Foods to Avoid While Sick
Greasy, fried, or heavily spiced foods are harder to digest and more likely to trigger nausea when your stomach is already irritated. Alcohol dehydrates you further and suppresses immune function. Caffeine in large amounts also acts as a mild diuretic, though a single cup of coffee or tea is unlikely to cause problems and may help you feel more human.
One thing you don’t need to avoid: dairy. The idea that milk increases mucus production during a cold is a persistent myth, but clinical evidence doesn’t support it. Research dating back decades, including studies in children with asthma, found no difference in mucus or respiratory symptoms between dairy milk and non-dairy alternatives. What does happen is that milk and saliva mix to form a slightly thick coating in the mouth and throat, which people mistake for extra phlegm. If dairy doesn’t bother your stomach, yogurt, milk, and cheese are perfectly fine protein sources while you’re sick.
Putting It Together
Your body needs more protein during illness than it does on a normal day. Healthy adults typically need about 0.8 grams of protein per kilogram of body weight daily; during an active infection, that rises to around 1 gram per kilogram. For a 150-pound person, that’s roughly 68 grams of protein per day. You don’t need to count precisely, but aim to include a protein source at every meal or snack: eggs, chicken, yogurt, or even protein-enriched broth.

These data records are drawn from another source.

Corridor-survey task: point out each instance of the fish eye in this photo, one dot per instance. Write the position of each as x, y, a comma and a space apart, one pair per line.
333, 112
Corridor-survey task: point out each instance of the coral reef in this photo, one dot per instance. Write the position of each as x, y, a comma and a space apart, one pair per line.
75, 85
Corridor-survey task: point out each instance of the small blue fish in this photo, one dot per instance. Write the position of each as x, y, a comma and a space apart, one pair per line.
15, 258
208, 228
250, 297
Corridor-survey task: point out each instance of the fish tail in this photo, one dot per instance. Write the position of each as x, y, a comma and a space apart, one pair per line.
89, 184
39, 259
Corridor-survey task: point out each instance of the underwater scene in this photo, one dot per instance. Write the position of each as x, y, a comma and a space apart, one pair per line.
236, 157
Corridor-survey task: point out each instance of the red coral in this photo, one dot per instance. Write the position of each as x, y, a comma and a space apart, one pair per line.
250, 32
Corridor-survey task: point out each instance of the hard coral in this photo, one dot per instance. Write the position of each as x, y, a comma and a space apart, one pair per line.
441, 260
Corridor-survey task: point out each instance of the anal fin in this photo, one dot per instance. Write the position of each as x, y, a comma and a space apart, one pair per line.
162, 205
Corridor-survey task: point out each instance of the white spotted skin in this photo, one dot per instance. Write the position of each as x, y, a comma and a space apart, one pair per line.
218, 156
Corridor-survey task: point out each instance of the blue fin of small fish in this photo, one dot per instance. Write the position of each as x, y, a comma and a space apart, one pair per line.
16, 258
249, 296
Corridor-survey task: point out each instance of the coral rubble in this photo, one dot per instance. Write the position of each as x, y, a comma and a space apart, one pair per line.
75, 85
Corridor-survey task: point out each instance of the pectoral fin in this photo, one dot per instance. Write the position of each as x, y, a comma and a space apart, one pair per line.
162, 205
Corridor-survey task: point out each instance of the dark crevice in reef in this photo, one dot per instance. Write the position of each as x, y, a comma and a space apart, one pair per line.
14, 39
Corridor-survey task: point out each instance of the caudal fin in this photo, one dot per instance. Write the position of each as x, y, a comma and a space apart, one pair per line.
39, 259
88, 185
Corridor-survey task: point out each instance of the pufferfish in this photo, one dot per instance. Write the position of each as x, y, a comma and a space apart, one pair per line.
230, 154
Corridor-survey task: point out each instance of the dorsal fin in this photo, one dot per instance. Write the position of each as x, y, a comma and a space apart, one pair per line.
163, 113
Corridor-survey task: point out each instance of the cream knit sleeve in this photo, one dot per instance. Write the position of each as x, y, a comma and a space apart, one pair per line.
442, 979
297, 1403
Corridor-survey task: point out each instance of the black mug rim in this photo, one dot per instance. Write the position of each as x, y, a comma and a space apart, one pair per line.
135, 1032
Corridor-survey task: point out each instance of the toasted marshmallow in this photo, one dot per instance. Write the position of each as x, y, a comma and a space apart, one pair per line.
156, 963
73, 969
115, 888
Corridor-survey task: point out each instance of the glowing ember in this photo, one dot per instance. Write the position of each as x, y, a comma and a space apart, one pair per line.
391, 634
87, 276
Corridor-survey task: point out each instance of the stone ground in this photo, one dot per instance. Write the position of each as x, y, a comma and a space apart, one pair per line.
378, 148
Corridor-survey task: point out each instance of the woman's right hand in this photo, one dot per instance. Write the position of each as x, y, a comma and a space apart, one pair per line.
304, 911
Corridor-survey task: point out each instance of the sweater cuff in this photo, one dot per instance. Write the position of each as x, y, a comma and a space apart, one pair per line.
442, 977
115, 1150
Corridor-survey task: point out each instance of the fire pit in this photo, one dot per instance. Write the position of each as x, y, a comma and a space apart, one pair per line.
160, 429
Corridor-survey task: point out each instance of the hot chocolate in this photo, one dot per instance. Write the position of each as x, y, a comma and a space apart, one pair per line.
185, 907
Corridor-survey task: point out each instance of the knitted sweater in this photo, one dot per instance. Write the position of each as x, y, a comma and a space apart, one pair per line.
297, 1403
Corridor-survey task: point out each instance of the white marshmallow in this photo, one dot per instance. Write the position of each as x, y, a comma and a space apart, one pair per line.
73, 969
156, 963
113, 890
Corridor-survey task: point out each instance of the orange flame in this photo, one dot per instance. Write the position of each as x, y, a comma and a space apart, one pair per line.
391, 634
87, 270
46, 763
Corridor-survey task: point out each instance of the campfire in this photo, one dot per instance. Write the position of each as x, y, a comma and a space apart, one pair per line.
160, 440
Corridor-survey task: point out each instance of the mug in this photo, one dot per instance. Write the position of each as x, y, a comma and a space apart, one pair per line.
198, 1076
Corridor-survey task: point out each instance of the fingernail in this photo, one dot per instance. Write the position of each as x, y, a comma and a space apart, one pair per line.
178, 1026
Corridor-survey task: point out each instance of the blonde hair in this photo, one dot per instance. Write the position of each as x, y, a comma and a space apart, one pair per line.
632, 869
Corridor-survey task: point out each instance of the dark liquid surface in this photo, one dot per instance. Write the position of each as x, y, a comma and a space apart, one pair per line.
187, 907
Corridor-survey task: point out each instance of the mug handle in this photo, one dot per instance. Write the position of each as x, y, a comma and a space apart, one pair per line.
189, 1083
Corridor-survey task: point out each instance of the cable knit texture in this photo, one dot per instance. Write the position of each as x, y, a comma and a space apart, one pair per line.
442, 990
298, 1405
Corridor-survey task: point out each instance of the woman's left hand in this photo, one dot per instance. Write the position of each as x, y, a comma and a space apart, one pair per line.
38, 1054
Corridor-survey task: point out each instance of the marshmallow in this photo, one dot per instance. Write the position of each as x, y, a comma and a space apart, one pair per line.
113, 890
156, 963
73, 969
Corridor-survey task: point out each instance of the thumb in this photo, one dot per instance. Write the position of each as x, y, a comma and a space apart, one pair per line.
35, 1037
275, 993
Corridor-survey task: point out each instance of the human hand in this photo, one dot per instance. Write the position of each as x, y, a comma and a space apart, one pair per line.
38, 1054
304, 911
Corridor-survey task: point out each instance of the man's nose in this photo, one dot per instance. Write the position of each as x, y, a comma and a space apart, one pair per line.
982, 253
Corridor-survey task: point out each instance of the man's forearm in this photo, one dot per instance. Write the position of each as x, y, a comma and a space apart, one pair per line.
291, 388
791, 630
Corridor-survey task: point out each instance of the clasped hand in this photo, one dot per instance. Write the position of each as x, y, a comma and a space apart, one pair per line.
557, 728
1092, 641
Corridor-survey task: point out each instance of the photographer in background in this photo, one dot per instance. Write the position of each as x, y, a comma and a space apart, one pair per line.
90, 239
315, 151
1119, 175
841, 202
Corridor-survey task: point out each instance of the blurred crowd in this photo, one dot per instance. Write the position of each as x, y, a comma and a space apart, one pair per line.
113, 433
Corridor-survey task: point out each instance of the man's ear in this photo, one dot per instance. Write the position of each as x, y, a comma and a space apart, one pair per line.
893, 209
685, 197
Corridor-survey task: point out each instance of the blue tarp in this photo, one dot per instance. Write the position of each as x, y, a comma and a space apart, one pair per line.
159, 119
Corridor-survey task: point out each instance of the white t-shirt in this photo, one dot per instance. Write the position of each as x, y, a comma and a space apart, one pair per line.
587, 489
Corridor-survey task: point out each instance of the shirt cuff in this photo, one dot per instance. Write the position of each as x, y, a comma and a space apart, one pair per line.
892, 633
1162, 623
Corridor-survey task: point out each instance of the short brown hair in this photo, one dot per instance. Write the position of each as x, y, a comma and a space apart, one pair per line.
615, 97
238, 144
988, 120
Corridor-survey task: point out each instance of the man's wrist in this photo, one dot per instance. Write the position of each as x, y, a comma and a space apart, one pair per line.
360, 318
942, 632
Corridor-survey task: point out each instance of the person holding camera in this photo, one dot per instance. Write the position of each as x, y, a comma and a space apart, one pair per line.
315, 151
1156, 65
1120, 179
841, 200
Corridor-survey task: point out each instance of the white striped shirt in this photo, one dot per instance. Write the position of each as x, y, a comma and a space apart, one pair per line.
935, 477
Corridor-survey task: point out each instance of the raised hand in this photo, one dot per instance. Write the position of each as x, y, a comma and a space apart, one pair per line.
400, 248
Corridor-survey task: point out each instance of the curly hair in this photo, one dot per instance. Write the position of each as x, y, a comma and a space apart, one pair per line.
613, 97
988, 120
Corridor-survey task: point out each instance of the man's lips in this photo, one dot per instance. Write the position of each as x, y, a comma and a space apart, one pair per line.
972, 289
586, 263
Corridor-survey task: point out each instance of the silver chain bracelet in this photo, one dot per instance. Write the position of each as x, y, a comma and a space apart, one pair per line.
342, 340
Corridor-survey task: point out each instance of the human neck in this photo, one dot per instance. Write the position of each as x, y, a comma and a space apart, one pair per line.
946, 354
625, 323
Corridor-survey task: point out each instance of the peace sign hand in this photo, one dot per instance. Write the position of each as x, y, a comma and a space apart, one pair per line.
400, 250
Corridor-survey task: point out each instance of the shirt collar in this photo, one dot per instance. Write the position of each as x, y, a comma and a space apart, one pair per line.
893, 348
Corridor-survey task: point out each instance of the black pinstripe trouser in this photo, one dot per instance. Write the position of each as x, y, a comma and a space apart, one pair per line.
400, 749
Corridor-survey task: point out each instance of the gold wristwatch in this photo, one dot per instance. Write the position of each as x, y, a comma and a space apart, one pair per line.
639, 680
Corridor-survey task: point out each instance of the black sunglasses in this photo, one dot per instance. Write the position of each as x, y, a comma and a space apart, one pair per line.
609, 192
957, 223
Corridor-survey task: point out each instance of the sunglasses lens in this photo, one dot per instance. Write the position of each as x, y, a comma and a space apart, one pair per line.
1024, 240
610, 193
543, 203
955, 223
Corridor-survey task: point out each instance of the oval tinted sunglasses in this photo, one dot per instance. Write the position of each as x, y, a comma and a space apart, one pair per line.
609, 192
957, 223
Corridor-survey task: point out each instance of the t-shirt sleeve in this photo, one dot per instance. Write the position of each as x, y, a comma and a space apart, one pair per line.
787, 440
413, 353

Beyond protein, focus on whatever sounds tolerable. Fruits like bananas and applesauce provide easy-to-digest carbohydrates and potassium. Cooked vegetables are gentler than raw ones. Warm foods tend to feel more soothing than cold ones during respiratory illness, while the opposite is often true for nausea and sore throats, where cold or frozen foods feel better going down. Listen to what your body can handle, eat when you can, and prioritize fluids above everything else.